Mesenchymal Dental Stem Cells for Tissue Regeneration
Masaki J. Honda, DDS, PhD/Eri Watanabe, MS/Yoshikazu Mikami, PhD/Yoko Saito, DDS/Taku Toriumi, DDS/Tetsuo Shirakawa, DDS, PhD/Noriyoshi Shimizu, DDS, PhD/Nobukazu Watanabe, MD, PhD/Keitaro Isokawa, DDS, PhD
Two types of dentition are generated in a human’s lifetime: the primary dentition, followed by the permanent dentition. Undoubtedly, teeth are essential for speech and mastication in both dentitions, but it is becoming apparent that dental pulp also plays a role in harboring mesenchymal stem cells (MSCs). To date, three kinds of MSCs derived from dental pulp have been established: permanent tooth, primary tooth, and immature apical papilla.
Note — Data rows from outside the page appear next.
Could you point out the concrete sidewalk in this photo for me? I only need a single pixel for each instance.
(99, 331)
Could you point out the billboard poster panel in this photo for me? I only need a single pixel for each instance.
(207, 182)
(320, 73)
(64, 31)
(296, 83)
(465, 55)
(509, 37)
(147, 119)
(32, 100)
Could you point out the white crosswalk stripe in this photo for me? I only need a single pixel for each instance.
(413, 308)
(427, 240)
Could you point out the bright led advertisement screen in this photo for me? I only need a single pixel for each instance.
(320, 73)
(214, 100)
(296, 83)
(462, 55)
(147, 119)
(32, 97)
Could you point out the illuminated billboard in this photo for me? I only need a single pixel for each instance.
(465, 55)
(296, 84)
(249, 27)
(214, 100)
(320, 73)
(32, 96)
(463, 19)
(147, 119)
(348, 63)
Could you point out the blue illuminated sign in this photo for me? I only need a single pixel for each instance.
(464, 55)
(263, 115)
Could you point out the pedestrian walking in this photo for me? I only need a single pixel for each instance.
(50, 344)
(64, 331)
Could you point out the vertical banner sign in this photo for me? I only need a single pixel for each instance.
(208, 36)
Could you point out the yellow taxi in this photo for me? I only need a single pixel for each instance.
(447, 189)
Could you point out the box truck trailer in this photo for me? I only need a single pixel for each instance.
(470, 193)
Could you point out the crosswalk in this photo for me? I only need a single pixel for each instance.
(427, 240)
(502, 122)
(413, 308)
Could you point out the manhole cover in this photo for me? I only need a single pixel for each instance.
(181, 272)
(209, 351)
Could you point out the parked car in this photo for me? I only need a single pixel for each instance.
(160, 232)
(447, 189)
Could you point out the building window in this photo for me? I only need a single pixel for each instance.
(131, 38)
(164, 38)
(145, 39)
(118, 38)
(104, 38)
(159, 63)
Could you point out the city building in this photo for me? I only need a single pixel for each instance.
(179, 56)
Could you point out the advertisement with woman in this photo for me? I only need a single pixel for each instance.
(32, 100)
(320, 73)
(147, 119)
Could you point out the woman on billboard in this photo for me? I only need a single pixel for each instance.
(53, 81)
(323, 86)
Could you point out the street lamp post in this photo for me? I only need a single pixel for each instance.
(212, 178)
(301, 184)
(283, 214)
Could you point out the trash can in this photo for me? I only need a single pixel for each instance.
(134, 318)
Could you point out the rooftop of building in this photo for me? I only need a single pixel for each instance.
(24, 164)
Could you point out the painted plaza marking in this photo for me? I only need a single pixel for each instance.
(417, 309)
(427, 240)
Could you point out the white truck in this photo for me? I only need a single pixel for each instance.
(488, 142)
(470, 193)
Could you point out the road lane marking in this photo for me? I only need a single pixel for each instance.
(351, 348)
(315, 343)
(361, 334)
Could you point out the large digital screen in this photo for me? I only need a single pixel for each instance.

The dental pulp from primary teeth is considered a particularly good source of MSCs; it can be obtained from extracted primary teeth, of which humans have 20. The past decade has seen many reports of dental pulp–derived MSCs, and the field is becoming increasingly popular. The present article describes the characterization of dental pulp–derived MSCs from primary teeth. It also discusses future banking activity of primary teeth, because it is known that dental pulp–derived MSCs have similar potential to those derived from bone marrow. Methods with which to optimize the cryopreservation process should therefore be investigated, because banked dental pulp may provide a great resource in future regenerative medicine.